We don’t often stan men ’round these parts – certainly not straight men – but BT is one of the rare good ones.
The trance pioneer has paved a truly unique path in the electronic world, pushing the boundaries of the genre with his complex, imaginative compositions over the years and dabbling in all sorts of different corners of the music world – from film and TV scores (Monster, Fast & The Furious), to obscure ambient productions (like 2016 untitled album), to festival-friendly bangers, to playing in the pop world and producing one of Britney‘ coolest deep cuts (“Before the Goodbye”).
After providing feature-filled dance records like These Hopeful Machines and A Song Across Wires in the early 2010s, BT kept experimenting further with different, quieter sounds and moods and textures, veering away from the progressive trance scene he’d dominated for years.
The Lost Art of Longing, out on Friday (August 14), is BT’s first dance-oriented record in seven years.
Always the thoughtful creator, his mission statement behind the music is striking, and especially significant given this current global slowdown.
“One of the things nearing extinction; is the art of longing. As in, wanting of something you cannot immediately have. If anything positive is to come from the situation the world collectively finds itself in, it is my great hope – speed, instant gratification, and over-stimulation are swapped out for longing, imagination, and relational connection. For a child or teenager to sit thoughtfully and ponder what is to come, to hope for or envision something amazing, to dream of a place or a future – is becoming obsolete. Longing has been replaced with instant gratification. My hope is that this record reacquaints my audience with the lost art of longing. That they will take pause, get quiet, daydream, and connect to their own place of longing. Because that, I believe, is where the magic is.”
Accordingly, The Lost Art of Longing is an album designed to rediscover desire, and is best consumed in one extended session. As someone who regularly had near-religious experiences listening to These Hopeful Machines driving in between Boston and Connecticut on weekends in 2010, I can safely suggest that if you’ve got the time for a long drive, extended walk, or some similar moment of zen, a BT album is the perfect opportunity to escape. (And break out the good headphones for this one.)
The 14-track set of largely 6+ minute productions dives in headfirst from instrumental opening “Game Theory,” moving into female vocal-fronted productions “Wildfire” and “Walk Into the Water,” which twist and turn from ethereal moments of lightness to pounding euphoria. The album navigates through skittering, stuttering car chase detours (“Weltanschauung”), dreamy dance floor love songs (“I Will Be Yours”) to borderline Top 40-adjacent pop smashes (“Windows”).

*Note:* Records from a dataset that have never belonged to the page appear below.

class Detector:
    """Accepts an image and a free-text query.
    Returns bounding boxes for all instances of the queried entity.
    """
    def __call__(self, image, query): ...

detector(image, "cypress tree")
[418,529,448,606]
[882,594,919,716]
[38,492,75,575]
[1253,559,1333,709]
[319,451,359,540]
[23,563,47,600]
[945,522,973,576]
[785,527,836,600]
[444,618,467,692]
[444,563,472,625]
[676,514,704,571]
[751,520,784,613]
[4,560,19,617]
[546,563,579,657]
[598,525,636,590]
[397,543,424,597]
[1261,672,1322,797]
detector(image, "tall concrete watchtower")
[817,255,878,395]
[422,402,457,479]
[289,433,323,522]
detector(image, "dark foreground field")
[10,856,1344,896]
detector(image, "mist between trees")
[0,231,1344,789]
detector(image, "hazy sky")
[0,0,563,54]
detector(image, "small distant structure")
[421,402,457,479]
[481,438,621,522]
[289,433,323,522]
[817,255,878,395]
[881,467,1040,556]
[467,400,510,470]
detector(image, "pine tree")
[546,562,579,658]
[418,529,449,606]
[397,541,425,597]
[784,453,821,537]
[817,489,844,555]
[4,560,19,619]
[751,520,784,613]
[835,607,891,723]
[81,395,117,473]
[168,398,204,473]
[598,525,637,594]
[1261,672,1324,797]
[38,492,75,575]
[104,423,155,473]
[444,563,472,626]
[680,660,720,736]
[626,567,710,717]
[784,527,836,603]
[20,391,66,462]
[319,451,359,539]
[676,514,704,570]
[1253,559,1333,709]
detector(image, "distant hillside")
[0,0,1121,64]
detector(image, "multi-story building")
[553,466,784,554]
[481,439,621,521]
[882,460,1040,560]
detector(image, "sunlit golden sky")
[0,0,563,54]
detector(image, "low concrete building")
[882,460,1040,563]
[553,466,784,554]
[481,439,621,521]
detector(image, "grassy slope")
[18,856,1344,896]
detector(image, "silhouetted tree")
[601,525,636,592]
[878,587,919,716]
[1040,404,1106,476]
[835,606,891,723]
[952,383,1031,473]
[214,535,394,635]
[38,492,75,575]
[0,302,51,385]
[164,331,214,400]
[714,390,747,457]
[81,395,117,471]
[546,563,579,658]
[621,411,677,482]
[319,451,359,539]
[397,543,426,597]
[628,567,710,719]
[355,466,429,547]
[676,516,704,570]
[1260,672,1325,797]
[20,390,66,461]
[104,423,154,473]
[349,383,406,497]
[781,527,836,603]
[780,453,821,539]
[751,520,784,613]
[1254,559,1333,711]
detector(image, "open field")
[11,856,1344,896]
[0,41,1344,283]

The album combines his more recent orchestral and ambient work with his progressive trance sound, plus accessibly catchy hooks throughout, from features including Iraina Mancini (“The War”), constant collaborator Christian Burns (“Red Lights,” “Save Me”) and trance vocal diva Emma Hewitt (“No Warning Lights”).
BT’s compositions are always thoughtful and intricately layered, and there’s always something new to discover with every listen. The Lost Art of Longing is no exception, and yet another solid addition to his two decade-plus long track record of consistent excellence.
While the world largely stands still, this ought to provide plenty of opportunity for the imagination to run wild.